Preprocessing scripts for TED dataset
seokhwankim opened this issue · comments
Could you possibly add the preprocessing scripts for TED dataset?
It would help to reproduce the results on your Interspeech paper.
i want the preprocessing scripts too, because i trained a model on training data divided by myself, and got a worse result than author's.

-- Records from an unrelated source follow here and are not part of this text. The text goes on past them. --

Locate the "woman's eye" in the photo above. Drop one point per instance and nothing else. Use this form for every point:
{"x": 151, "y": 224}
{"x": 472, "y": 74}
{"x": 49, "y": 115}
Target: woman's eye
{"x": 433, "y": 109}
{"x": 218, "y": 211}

The TED dataset was preprocessed by the authors of http://www.lrec-conf.org/proceedings/lrec2016/pdf/103_Paper.pdf and the resulting dataset is shared at: https://drive.google.com/file/d/0B13Cc1a7ebTuMElFWGlYcUlVZ0k/view
I used this simple script to convert the format of the files: https://drive.google.com/open?id=1sW23C4kqRJ6rDSBurco8_0lJ3VZJIkta
The TED dataset was preprocessed by the authors of http://www.lrec-conf.org/proceedings/lrec2016/pdf/103_Paper.pdf and the resulting dataset is shared at: https://drive.google.com/file/d/0B13Cc1a7ebTuMElFWGlYcUlVZ0k/view
I used this simple script to convert the format of the files: https://drive.google.com/open?id=1sW23C4kqRJ6rDSBurco8_0lJ3VZJIkta
thank you very much